The relationship between an individual and society is like that between a drop and an ocean. According to the philosophy of anekant, the relation between the individual and society is so close that it cannot be severed.
Shaking a finger results in shaking the whole world. When a cloth is torn, some of the atoms thus released may travel thousands of kilometres and may even cause ripples in a sheet of water if they strike it.
This encapsulates the entire theory of the environment. Everyone and everything is so closely related. We need to experience this all-pervasive universal inter-relatedness. It applies to the individual and to society.
The true understanding of and reflection on the individual and society is possible only by a proper understanding and application of the language and methodology of anekant. Every individual has special characteristics. Individuals do not belong to society and so are altogether individual or personal. For instance, it is the individual and not society who has a body.
Similarly, thinking, feeling and action all belong to the individual. Qualities like tolerance and modesty are also entirely personal. Thus a person's individuality or personality means a harmonious combination of his characteristic traits. Individuality shows itself in the form of behaviour, which is the external manifestation of inner special qualities. Behaviour acts as a binding agent of society.
If society is a portrait, human behaviour is its canvas. An individual is assessed on the basis of the quality of his behaviour, his speech, thoughts and feelings. What else is society but the final outcome of individual behaviour? Inter-personal behaviour shapes society. The latter cannot exist if each individual were an island unto himself, non-interactive and non-reactive.
Tolerance, unseen, becomes manifest in behaviour. If a man stays calm and unruffled and does not retaliate even in the face of abuse and ill-treatment, it is not difficult to infer that he is well-bred and cultured.
Lord Buddha kept laughing in the face of invective accusation. Someone asked him if he did not feel anger. His reply was - if someone offers you something and you do not accept it, the thing offered remains with him who offered it.
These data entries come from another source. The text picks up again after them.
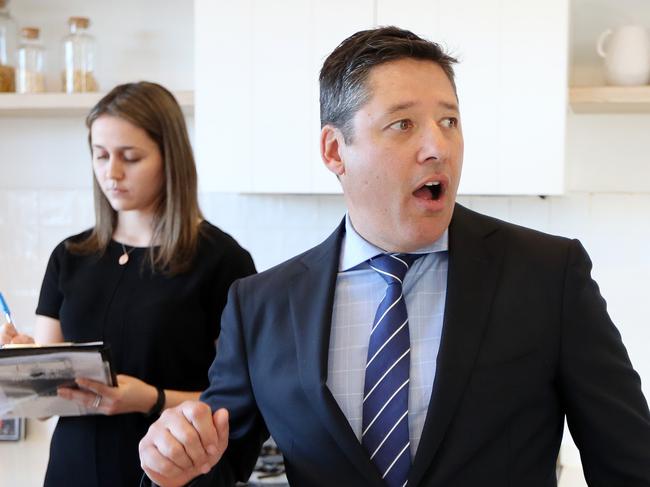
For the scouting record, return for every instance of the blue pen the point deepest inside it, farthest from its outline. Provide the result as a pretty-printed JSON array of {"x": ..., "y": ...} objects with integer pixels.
[{"x": 5, "y": 309}]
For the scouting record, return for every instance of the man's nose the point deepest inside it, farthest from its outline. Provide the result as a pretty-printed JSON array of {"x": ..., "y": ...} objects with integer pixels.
[{"x": 433, "y": 144}]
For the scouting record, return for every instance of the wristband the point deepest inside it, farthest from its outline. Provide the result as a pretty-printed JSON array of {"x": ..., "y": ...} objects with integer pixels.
[{"x": 158, "y": 406}]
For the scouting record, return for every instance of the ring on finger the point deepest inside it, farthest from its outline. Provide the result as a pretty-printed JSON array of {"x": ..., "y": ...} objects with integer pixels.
[{"x": 97, "y": 401}]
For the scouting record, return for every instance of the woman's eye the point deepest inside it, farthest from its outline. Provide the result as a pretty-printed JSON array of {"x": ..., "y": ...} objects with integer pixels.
[
  {"x": 402, "y": 125},
  {"x": 450, "y": 122}
]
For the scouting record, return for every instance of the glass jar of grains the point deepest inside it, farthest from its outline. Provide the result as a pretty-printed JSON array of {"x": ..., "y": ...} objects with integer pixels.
[
  {"x": 30, "y": 75},
  {"x": 7, "y": 49},
  {"x": 79, "y": 57}
]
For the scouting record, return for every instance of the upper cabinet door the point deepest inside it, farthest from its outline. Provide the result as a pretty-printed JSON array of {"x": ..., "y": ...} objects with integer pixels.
[
  {"x": 256, "y": 103},
  {"x": 257, "y": 112}
]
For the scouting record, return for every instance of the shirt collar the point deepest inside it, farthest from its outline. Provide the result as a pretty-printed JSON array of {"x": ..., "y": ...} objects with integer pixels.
[{"x": 356, "y": 250}]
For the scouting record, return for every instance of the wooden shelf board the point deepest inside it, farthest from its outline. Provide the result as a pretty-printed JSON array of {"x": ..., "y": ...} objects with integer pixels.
[
  {"x": 610, "y": 99},
  {"x": 56, "y": 104}
]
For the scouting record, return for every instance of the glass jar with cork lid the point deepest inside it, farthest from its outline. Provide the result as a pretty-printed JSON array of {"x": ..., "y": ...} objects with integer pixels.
[
  {"x": 79, "y": 57},
  {"x": 30, "y": 75},
  {"x": 7, "y": 49}
]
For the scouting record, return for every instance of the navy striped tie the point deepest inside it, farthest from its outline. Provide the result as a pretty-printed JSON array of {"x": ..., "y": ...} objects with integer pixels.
[{"x": 385, "y": 432}]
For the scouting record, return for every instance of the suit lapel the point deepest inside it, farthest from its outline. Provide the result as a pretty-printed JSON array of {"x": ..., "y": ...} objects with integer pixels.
[
  {"x": 311, "y": 297},
  {"x": 475, "y": 255}
]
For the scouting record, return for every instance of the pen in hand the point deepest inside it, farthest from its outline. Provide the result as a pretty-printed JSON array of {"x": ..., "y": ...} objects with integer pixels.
[
  {"x": 9, "y": 336},
  {"x": 5, "y": 310}
]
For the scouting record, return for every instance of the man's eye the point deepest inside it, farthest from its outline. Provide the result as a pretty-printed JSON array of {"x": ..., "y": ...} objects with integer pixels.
[
  {"x": 450, "y": 122},
  {"x": 402, "y": 125}
]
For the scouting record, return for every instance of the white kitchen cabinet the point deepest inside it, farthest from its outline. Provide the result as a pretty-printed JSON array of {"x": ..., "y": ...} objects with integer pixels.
[
  {"x": 257, "y": 62},
  {"x": 256, "y": 83}
]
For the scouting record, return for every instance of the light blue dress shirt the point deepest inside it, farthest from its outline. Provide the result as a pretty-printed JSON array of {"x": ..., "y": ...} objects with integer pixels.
[{"x": 358, "y": 292}]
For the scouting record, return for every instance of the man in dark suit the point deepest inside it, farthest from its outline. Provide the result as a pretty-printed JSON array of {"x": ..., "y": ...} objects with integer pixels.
[{"x": 491, "y": 338}]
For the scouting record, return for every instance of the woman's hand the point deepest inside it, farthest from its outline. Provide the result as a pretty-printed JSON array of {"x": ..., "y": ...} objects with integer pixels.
[
  {"x": 9, "y": 334},
  {"x": 130, "y": 396}
]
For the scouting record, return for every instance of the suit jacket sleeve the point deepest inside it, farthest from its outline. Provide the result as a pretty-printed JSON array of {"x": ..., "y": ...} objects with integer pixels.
[
  {"x": 230, "y": 387},
  {"x": 606, "y": 411}
]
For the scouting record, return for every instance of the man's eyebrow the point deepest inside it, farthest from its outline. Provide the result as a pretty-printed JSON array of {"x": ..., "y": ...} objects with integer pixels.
[
  {"x": 409, "y": 104},
  {"x": 449, "y": 106},
  {"x": 400, "y": 106},
  {"x": 122, "y": 147}
]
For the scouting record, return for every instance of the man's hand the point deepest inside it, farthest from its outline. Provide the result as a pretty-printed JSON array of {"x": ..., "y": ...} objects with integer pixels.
[
  {"x": 185, "y": 442},
  {"x": 9, "y": 334}
]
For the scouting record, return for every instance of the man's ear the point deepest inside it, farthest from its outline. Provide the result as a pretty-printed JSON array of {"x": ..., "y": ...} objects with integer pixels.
[{"x": 331, "y": 140}]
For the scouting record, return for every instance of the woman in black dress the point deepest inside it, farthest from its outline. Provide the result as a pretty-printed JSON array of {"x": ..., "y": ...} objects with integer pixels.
[{"x": 150, "y": 279}]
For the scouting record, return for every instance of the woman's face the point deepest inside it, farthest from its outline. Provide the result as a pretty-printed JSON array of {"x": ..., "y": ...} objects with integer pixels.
[{"x": 127, "y": 164}]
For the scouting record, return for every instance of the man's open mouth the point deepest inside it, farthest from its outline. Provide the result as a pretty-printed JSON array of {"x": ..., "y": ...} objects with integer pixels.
[{"x": 430, "y": 191}]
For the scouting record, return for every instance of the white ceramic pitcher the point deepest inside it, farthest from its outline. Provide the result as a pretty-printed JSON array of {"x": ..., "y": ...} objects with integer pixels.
[{"x": 626, "y": 51}]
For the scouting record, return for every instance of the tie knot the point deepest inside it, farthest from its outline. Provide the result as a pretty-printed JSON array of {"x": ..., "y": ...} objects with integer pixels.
[{"x": 393, "y": 267}]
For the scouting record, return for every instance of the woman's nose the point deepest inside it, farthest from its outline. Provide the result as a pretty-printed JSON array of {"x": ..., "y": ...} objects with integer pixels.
[{"x": 114, "y": 169}]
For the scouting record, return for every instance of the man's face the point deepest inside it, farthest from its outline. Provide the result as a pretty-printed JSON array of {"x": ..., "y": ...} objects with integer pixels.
[{"x": 401, "y": 169}]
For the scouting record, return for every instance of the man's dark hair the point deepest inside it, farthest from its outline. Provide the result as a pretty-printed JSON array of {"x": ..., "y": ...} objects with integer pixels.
[{"x": 343, "y": 78}]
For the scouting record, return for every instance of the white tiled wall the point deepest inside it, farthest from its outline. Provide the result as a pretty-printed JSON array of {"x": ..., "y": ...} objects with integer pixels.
[{"x": 45, "y": 196}]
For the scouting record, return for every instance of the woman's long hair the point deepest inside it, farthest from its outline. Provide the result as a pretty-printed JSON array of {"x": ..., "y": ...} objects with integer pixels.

Invective not accepted belongs where it came from. The behaviour got modified as a result of tolerance.
Once, Jain acharyas entered into a controversy. Should ascetics wear clothes or not? Those who thought clothes were dispensable made out that they represented the acme of virtue. One of the acharyas following anekant said that practice differed - some people using one, some two, some three dresses and some others no dress at all.
Using dress was no vice, not using any also meant a certain special spiritual effort. Neither was to be looked down upon. It is good if someone fasts, but those who do not should not be regarded as being inferior. No room should be given to self-conceit.
There is something remarkable in having neither disdain nor conceit, in neither self-glorification nor decrying others, in neither one-sided insistence nor false belief, but in believing in an integrated anekant methodology.
Perhaps it is the best principle of building personality.